2. Are your values unique (one-to-one relationship)?
3. Are your values hashable?
4. Do you want automatic synchronization between directions?
**Use two separate dicts when:**
1. Inverse lookups are rare
2. You have many-to-one relationships
3. Memory is extremely constrained
4. Values are unhashable
**Use a single dict when:**
1. You only need one direction
2. Values don't need to be unique
## Code Review Checklist
When reviewing code using bidict:
- [ ] Values are hashable (not lists, dicts, sets)
- [ ] One-to-one relationship is intended (no many-to-one)
- [ ] Error handling for `ValueDuplicationError` where appropriate
- [ ] `forceput()`/`forceupdate()` usage is intentional and documented
- [ ] Memory overhead (2x dict) is acceptable for use case
- [ ] Type hints include bidict types where appropriate
- [ ] Inverse access pattern justifies bidict usage vs two dicts
## Summary
bidict is a mature, well-tested library that solves the bidirectional mapping problem elegantly.
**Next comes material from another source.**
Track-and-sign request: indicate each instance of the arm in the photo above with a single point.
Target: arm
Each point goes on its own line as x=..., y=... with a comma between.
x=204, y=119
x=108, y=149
Use it when you need efficient lookups in both directions with automatic synchronization and one-to-one invariant enforcement. Avoid it when you have many-to-one relationships, unhashable values, or rarely use inverse lookups.
**Key Takeaway**: If you're maintaining two dicts manually or considering `{a: b, b: a}`, reach for bidict. It eliminates error-prone manual synchronization while providing stronger guarantees and cleaner code.